The first occasion on which Deal spent any significant time alone with Sera occurred in October 1996. Deal’s cousin invited Deal’s two children to her house for the afternoon, and upon hearing this, Sera invited Deal to accompany him on a drive. After taking the children to the cousin’s house, Sera and Deal drove to nearby Monticello, Arkansas. During the drive to Monticello, Sera told Deal that he-had a six-pack of beer in the trunk of the car and asked her if she would like one. Deal agreed, and Sera pulled the car over to the side of the road to get the drink from the trunk. Sera remained at the rear of the car for some time, prompting Deal to ask what was taking him so long. Sera replied that he was mixing himself a drink. When he returned to the car, Sera handed Deal a bottle of beer and continued driving. When Deal finished drinking the beer, Sera again pulled the car over and retrieved a second beer for her from the trunk of the car. Deal drank the second beer and the two drove around Monticello. Deal testified that from that point forward, she has no memory of most of the events of the afternoon. Without her knowledge, Sera drove her to the bed and breakfast at which he was staying in Warren. While Deal was unconscious and without her consent, Sera penetrated her vagina with his penis and ejaculated on her face. These actions were recorded on the videotape found by Mrs. Sera. After the episode, Sera drove Deal to her cousin’s house to pick up her children. Her cousin testified that Deal “seemed confused” and was no longer wearing the socks and tee-shirt that she had been wearing when she left on the trip with Sera. Tr. at 2093. Deal has no memory of picking up her children. Her next clear memory is of waking up the next morning for work. Upon awakening, nothing indicated to Deal that she had sexual intercourse the prior evening.
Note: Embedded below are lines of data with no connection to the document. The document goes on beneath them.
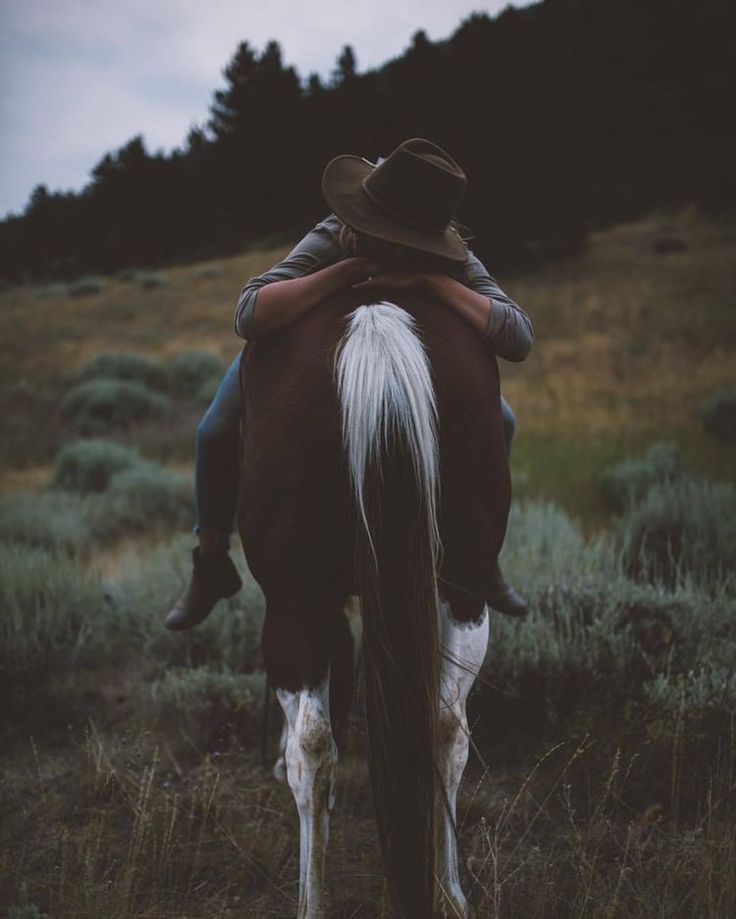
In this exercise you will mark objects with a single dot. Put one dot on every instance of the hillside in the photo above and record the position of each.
(629, 344)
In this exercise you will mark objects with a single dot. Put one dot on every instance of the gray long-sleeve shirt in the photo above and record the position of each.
(508, 333)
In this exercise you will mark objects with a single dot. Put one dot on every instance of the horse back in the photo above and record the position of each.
(295, 507)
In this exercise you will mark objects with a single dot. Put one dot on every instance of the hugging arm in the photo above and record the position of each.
(312, 270)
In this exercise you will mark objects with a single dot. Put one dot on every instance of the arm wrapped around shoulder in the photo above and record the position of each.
(509, 332)
(320, 247)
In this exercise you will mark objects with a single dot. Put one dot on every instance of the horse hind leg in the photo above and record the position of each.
(310, 760)
(342, 680)
(464, 647)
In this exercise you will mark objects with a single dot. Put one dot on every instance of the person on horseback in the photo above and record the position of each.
(343, 251)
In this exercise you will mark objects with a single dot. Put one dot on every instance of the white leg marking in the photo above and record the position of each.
(464, 648)
(279, 767)
(311, 759)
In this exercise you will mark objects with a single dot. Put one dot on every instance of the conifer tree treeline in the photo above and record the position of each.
(565, 115)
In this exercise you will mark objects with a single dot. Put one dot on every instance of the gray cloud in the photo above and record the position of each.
(80, 78)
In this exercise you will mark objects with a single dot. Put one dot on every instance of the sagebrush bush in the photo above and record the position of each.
(683, 528)
(88, 465)
(592, 632)
(124, 365)
(719, 415)
(201, 699)
(150, 280)
(206, 392)
(48, 520)
(141, 597)
(54, 291)
(628, 481)
(52, 612)
(101, 404)
(86, 286)
(140, 496)
(191, 369)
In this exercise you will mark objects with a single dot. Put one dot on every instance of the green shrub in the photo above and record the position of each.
(208, 271)
(191, 369)
(48, 520)
(150, 280)
(201, 701)
(100, 404)
(125, 365)
(229, 637)
(627, 482)
(719, 415)
(54, 291)
(51, 612)
(88, 465)
(685, 528)
(141, 496)
(592, 633)
(86, 286)
(206, 392)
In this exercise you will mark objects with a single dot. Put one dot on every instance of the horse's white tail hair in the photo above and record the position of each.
(384, 385)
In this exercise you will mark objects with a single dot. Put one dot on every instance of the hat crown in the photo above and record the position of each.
(418, 183)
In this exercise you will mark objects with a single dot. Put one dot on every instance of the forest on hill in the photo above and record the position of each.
(566, 115)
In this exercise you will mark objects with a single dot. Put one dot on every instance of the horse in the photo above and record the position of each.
(372, 463)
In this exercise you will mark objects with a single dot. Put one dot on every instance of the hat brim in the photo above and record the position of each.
(344, 193)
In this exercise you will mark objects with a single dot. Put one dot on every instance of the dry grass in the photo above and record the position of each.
(629, 344)
(606, 814)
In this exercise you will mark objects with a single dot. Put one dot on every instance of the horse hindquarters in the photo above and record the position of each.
(389, 429)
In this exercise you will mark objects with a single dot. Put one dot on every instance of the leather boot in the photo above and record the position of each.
(503, 598)
(214, 577)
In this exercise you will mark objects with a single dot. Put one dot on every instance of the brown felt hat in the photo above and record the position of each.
(409, 199)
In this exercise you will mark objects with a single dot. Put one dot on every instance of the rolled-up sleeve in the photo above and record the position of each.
(320, 247)
(509, 332)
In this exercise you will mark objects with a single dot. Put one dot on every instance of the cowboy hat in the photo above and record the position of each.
(409, 198)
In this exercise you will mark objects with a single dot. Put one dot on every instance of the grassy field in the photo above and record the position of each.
(603, 778)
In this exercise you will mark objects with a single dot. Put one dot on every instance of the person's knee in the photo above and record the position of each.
(216, 428)
(509, 418)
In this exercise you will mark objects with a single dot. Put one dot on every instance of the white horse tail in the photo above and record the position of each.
(389, 427)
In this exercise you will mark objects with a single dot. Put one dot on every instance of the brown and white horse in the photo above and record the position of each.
(373, 463)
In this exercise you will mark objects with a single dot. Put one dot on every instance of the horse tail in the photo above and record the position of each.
(389, 429)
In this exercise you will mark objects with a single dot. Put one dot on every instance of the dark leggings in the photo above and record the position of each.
(216, 455)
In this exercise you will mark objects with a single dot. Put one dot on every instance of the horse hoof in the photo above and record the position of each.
(279, 769)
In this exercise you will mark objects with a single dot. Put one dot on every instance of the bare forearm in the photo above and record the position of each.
(282, 302)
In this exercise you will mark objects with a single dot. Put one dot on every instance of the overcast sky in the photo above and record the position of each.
(79, 78)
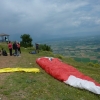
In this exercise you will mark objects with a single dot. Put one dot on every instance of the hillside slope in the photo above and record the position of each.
(41, 86)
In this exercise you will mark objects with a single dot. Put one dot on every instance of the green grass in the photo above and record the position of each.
(41, 86)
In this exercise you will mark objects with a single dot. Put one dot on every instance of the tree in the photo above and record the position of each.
(45, 47)
(26, 40)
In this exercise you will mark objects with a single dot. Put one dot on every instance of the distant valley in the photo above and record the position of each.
(85, 49)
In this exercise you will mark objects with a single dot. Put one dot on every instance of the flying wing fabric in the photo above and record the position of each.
(68, 74)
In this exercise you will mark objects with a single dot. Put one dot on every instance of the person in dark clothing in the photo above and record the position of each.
(10, 48)
(15, 48)
(18, 46)
(37, 47)
(4, 53)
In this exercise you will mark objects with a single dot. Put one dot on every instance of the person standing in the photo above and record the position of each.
(10, 47)
(37, 47)
(18, 46)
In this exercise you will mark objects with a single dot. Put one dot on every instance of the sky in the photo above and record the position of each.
(47, 19)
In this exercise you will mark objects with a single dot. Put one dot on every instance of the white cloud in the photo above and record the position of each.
(49, 17)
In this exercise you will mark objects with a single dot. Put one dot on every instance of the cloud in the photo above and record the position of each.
(57, 18)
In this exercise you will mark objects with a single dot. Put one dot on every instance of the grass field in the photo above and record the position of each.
(41, 86)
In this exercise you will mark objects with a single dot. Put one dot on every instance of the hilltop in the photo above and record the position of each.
(41, 86)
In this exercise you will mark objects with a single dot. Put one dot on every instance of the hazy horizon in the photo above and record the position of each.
(45, 20)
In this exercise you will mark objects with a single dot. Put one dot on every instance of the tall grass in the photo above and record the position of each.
(41, 86)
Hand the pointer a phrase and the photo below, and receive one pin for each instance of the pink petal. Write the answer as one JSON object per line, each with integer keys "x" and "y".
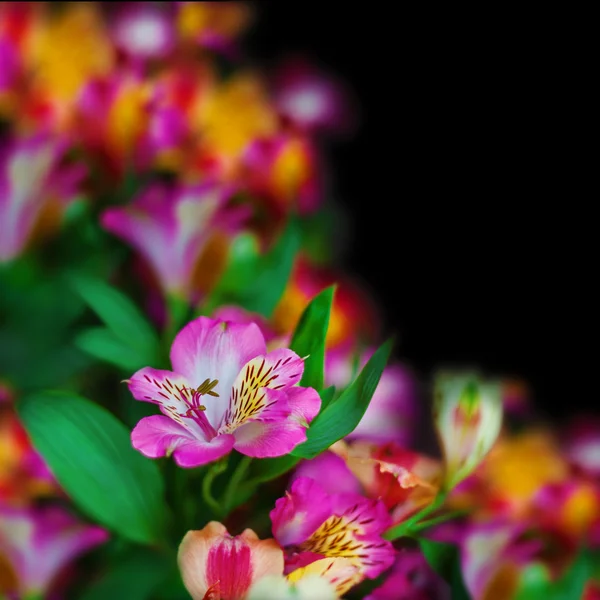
{"x": 260, "y": 391}
{"x": 285, "y": 367}
{"x": 212, "y": 561}
{"x": 369, "y": 517}
{"x": 211, "y": 349}
{"x": 39, "y": 542}
{"x": 159, "y": 386}
{"x": 301, "y": 512}
{"x": 144, "y": 32}
{"x": 264, "y": 440}
{"x": 197, "y": 453}
{"x": 158, "y": 436}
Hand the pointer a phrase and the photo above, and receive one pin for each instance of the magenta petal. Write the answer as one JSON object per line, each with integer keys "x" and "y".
{"x": 39, "y": 542}
{"x": 300, "y": 512}
{"x": 196, "y": 453}
{"x": 158, "y": 436}
{"x": 211, "y": 349}
{"x": 157, "y": 385}
{"x": 262, "y": 440}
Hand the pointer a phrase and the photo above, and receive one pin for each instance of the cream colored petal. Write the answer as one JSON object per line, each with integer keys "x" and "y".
{"x": 193, "y": 554}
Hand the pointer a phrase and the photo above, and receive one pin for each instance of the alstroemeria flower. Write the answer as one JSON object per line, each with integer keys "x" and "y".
{"x": 213, "y": 25}
{"x": 493, "y": 555}
{"x": 170, "y": 228}
{"x": 571, "y": 509}
{"x": 404, "y": 480}
{"x": 312, "y": 525}
{"x": 468, "y": 418}
{"x": 515, "y": 469}
{"x": 411, "y": 577}
{"x": 311, "y": 100}
{"x": 33, "y": 184}
{"x": 144, "y": 31}
{"x": 214, "y": 564}
{"x": 275, "y": 587}
{"x": 285, "y": 170}
{"x": 225, "y": 392}
{"x": 9, "y": 64}
{"x": 38, "y": 542}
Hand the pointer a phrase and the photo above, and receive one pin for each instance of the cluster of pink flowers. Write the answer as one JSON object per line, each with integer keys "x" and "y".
{"x": 195, "y": 167}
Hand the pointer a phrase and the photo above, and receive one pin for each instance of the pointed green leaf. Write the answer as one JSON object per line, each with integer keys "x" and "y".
{"x": 310, "y": 336}
{"x": 119, "y": 313}
{"x": 444, "y": 559}
{"x": 342, "y": 416}
{"x": 89, "y": 452}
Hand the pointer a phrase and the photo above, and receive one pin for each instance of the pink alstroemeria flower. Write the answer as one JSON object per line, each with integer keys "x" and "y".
{"x": 313, "y": 525}
{"x": 493, "y": 555}
{"x": 170, "y": 228}
{"x": 225, "y": 392}
{"x": 38, "y": 542}
{"x": 144, "y": 31}
{"x": 311, "y": 100}
{"x": 9, "y": 64}
{"x": 217, "y": 565}
{"x": 412, "y": 578}
{"x": 31, "y": 179}
{"x": 468, "y": 419}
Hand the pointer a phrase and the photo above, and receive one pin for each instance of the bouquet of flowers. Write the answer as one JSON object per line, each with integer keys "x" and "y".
{"x": 196, "y": 400}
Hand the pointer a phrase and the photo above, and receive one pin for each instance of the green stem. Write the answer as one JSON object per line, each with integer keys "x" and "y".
{"x": 437, "y": 520}
{"x": 407, "y": 527}
{"x": 236, "y": 478}
{"x": 212, "y": 502}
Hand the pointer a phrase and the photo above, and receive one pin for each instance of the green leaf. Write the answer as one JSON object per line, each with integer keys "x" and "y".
{"x": 102, "y": 343}
{"x": 342, "y": 416}
{"x": 310, "y": 336}
{"x": 89, "y": 452}
{"x": 136, "y": 577}
{"x": 444, "y": 559}
{"x": 119, "y": 314}
{"x": 536, "y": 581}
{"x": 267, "y": 469}
{"x": 254, "y": 281}
{"x": 327, "y": 396}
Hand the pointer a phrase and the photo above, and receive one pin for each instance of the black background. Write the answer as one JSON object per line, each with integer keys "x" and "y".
{"x": 466, "y": 184}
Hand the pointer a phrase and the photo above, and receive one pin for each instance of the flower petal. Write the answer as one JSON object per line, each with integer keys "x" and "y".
{"x": 215, "y": 350}
{"x": 212, "y": 560}
{"x": 268, "y": 439}
{"x": 301, "y": 512}
{"x": 159, "y": 386}
{"x": 260, "y": 390}
{"x": 158, "y": 436}
{"x": 337, "y": 574}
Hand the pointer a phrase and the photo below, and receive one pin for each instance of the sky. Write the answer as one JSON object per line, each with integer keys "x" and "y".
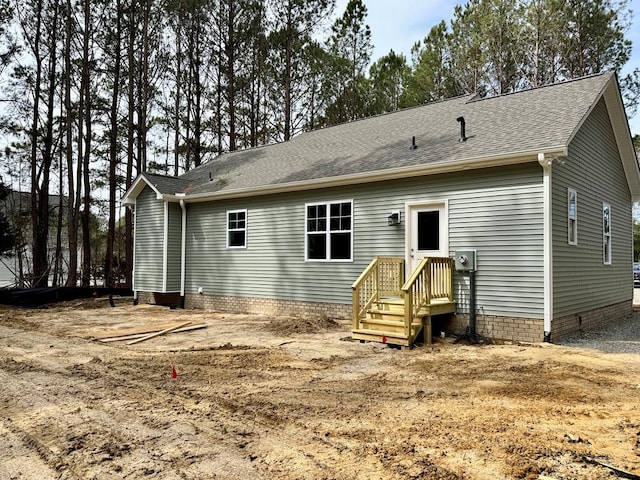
{"x": 398, "y": 24}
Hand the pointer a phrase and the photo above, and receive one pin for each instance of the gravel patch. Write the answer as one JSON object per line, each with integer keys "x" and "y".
{"x": 622, "y": 337}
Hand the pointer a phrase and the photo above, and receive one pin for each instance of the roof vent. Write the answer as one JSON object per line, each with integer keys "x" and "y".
{"x": 463, "y": 137}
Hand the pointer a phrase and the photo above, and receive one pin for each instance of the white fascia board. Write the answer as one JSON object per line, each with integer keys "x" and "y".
{"x": 375, "y": 176}
{"x": 134, "y": 190}
{"x": 622, "y": 133}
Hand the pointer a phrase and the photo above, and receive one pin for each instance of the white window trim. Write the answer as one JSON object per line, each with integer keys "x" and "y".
{"x": 571, "y": 191}
{"x": 606, "y": 237}
{"x": 328, "y": 231}
{"x": 245, "y": 229}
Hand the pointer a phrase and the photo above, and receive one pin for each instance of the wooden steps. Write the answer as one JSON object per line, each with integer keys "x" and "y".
{"x": 384, "y": 322}
{"x": 389, "y": 311}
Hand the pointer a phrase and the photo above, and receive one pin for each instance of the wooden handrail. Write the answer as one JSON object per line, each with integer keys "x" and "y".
{"x": 432, "y": 278}
{"x": 383, "y": 276}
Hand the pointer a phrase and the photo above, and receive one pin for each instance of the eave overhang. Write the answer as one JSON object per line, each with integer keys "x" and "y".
{"x": 374, "y": 176}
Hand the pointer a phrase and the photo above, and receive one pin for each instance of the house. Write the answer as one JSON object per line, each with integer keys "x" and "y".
{"x": 534, "y": 188}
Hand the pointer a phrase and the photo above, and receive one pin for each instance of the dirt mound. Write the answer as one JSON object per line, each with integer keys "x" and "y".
{"x": 294, "y": 326}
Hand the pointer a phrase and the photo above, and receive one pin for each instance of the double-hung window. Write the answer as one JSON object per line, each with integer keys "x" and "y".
{"x": 606, "y": 233}
{"x": 237, "y": 229}
{"x": 329, "y": 228}
{"x": 572, "y": 216}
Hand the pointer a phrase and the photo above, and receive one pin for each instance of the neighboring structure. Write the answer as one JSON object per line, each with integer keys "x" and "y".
{"x": 539, "y": 184}
{"x": 15, "y": 269}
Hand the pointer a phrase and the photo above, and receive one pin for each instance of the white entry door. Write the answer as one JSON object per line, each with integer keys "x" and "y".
{"x": 428, "y": 229}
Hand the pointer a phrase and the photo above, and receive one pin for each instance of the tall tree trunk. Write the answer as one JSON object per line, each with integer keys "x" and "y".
{"x": 72, "y": 216}
{"x": 231, "y": 94}
{"x": 176, "y": 148}
{"x": 113, "y": 155}
{"x": 39, "y": 238}
{"x": 86, "y": 87}
{"x": 287, "y": 73}
{"x": 130, "y": 140}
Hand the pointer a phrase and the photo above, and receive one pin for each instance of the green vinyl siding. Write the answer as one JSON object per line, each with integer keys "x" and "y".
{"x": 593, "y": 168}
{"x": 496, "y": 211}
{"x": 149, "y": 239}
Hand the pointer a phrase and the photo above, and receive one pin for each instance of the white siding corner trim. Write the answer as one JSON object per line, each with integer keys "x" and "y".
{"x": 183, "y": 247}
{"x": 165, "y": 247}
{"x": 547, "y": 242}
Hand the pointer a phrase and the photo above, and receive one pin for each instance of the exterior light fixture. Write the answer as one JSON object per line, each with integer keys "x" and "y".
{"x": 394, "y": 218}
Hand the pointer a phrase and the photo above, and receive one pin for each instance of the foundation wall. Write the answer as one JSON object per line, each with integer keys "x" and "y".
{"x": 515, "y": 329}
{"x": 490, "y": 326}
{"x": 590, "y": 320}
{"x": 268, "y": 306}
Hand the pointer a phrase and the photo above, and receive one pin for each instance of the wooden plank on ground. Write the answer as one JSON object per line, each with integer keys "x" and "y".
{"x": 157, "y": 334}
{"x": 133, "y": 331}
{"x": 140, "y": 335}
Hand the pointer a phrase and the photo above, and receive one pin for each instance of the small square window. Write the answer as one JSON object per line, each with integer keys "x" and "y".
{"x": 237, "y": 229}
{"x": 606, "y": 233}
{"x": 334, "y": 242}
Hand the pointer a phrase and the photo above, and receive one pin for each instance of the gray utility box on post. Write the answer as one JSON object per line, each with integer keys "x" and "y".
{"x": 465, "y": 260}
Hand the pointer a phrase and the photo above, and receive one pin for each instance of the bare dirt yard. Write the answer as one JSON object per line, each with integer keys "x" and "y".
{"x": 275, "y": 398}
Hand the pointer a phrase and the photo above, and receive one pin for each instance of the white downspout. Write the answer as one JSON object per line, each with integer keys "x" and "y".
{"x": 183, "y": 253}
{"x": 548, "y": 245}
{"x": 165, "y": 249}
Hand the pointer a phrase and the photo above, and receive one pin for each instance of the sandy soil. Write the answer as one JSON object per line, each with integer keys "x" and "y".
{"x": 272, "y": 398}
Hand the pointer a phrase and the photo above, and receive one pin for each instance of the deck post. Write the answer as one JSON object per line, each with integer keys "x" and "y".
{"x": 356, "y": 307}
{"x": 408, "y": 314}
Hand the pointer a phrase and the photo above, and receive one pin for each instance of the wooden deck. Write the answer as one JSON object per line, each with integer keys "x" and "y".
{"x": 386, "y": 310}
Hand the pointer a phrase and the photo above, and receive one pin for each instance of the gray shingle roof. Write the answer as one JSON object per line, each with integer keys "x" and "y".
{"x": 532, "y": 120}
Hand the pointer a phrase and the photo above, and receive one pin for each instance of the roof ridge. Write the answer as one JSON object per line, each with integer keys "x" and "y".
{"x": 540, "y": 87}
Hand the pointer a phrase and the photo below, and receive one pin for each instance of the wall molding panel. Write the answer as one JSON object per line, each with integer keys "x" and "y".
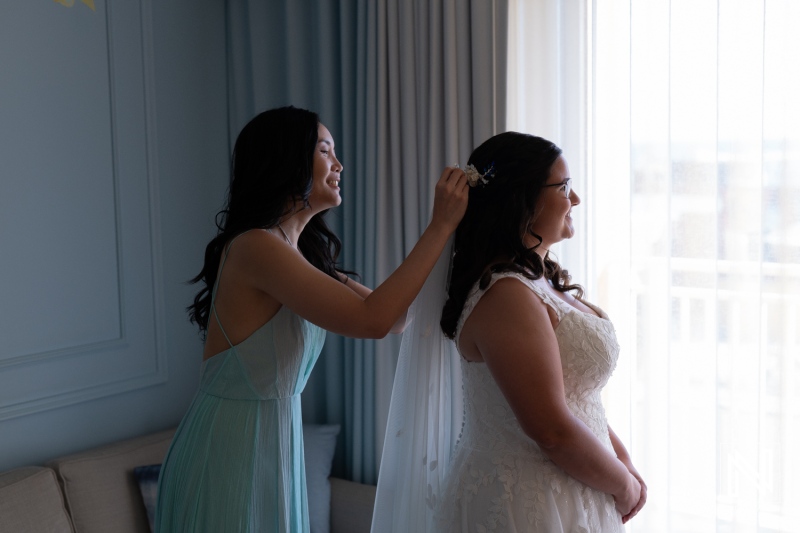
{"x": 82, "y": 313}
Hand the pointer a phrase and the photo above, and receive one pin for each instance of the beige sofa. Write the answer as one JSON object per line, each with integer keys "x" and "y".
{"x": 95, "y": 492}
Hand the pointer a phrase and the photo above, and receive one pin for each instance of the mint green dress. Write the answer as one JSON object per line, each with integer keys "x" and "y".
{"x": 236, "y": 462}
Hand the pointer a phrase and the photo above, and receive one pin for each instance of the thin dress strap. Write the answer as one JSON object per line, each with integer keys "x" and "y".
{"x": 216, "y": 286}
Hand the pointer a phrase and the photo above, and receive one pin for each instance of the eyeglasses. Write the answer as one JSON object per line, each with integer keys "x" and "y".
{"x": 565, "y": 184}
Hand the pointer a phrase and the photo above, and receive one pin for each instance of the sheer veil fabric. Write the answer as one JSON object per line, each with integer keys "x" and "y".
{"x": 425, "y": 415}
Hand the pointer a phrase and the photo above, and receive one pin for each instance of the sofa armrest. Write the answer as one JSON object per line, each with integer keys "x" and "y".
{"x": 99, "y": 487}
{"x": 30, "y": 501}
{"x": 351, "y": 506}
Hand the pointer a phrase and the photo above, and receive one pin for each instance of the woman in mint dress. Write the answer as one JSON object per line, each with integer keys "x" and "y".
{"x": 271, "y": 288}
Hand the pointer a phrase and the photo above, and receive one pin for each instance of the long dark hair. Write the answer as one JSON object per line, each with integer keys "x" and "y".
{"x": 489, "y": 238}
{"x": 272, "y": 165}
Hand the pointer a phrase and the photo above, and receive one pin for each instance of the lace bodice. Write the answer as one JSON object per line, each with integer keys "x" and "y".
{"x": 501, "y": 480}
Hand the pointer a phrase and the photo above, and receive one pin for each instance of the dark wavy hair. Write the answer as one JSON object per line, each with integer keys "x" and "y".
{"x": 272, "y": 165}
{"x": 489, "y": 238}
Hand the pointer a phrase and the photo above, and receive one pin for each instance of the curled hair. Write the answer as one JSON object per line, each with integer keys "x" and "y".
{"x": 489, "y": 238}
{"x": 271, "y": 169}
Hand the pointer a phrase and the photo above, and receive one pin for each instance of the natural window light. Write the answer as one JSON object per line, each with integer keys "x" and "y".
{"x": 683, "y": 137}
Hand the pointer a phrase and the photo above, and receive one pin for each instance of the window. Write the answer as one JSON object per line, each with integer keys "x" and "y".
{"x": 686, "y": 127}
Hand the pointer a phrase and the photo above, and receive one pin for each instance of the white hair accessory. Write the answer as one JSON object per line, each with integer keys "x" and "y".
{"x": 474, "y": 177}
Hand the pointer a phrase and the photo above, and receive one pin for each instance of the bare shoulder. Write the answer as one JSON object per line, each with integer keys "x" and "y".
{"x": 508, "y": 314}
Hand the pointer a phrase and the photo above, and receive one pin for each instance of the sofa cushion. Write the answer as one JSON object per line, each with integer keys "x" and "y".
{"x": 99, "y": 486}
{"x": 30, "y": 502}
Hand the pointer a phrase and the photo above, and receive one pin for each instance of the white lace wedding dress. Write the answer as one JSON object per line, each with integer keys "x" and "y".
{"x": 499, "y": 480}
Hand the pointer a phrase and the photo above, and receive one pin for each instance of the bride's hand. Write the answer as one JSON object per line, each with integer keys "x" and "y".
{"x": 642, "y": 497}
{"x": 628, "y": 498}
{"x": 450, "y": 198}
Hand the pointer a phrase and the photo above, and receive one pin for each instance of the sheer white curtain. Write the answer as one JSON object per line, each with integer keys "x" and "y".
{"x": 691, "y": 198}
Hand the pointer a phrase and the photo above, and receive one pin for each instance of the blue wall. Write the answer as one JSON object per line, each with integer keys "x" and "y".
{"x": 113, "y": 161}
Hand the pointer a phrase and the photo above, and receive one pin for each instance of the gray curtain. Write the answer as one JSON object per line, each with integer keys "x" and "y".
{"x": 441, "y": 92}
{"x": 405, "y": 87}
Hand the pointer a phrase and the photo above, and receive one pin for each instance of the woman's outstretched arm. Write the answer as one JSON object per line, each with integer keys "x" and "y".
{"x": 268, "y": 263}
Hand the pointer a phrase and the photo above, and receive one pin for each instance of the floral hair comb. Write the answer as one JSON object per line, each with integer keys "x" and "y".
{"x": 474, "y": 178}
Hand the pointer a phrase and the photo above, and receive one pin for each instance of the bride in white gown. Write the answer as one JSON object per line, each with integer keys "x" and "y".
{"x": 535, "y": 452}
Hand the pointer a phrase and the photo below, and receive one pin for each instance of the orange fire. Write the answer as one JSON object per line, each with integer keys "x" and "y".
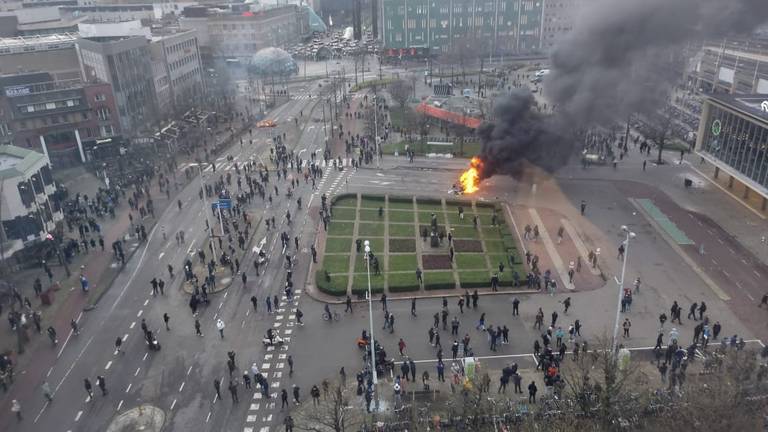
{"x": 470, "y": 179}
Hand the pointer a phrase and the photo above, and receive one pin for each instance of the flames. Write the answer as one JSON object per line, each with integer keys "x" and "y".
{"x": 470, "y": 179}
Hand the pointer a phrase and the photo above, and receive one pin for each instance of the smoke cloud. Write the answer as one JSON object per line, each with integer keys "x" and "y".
{"x": 622, "y": 57}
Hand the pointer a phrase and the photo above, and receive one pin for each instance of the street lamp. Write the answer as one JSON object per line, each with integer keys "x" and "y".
{"x": 370, "y": 317}
{"x": 630, "y": 235}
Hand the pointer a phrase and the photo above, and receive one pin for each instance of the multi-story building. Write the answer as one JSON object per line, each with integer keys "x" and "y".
{"x": 426, "y": 27}
{"x": 559, "y": 19}
{"x": 55, "y": 54}
{"x": 177, "y": 70}
{"x": 61, "y": 119}
{"x": 733, "y": 136}
{"x": 126, "y": 64}
{"x": 241, "y": 34}
{"x": 28, "y": 210}
{"x": 731, "y": 66}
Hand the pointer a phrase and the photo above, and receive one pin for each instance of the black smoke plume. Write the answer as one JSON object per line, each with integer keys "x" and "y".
{"x": 622, "y": 58}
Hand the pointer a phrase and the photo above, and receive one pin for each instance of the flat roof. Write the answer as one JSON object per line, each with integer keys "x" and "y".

The couple’s next trip was to a casino in Greenville, Mississippi. Again Sera packed beer in the trunk of his car. Sera gave Deal alcoholic drinks both on the drive to Greenville and at the casino. Deal testified that she cannot recall leaving the casino or the return trip to Warren. Her next memory is of waking up the following morning on the couch in the living room of the bed and breakfast. Sera insinuated that she had consumed too much alcohol the day before.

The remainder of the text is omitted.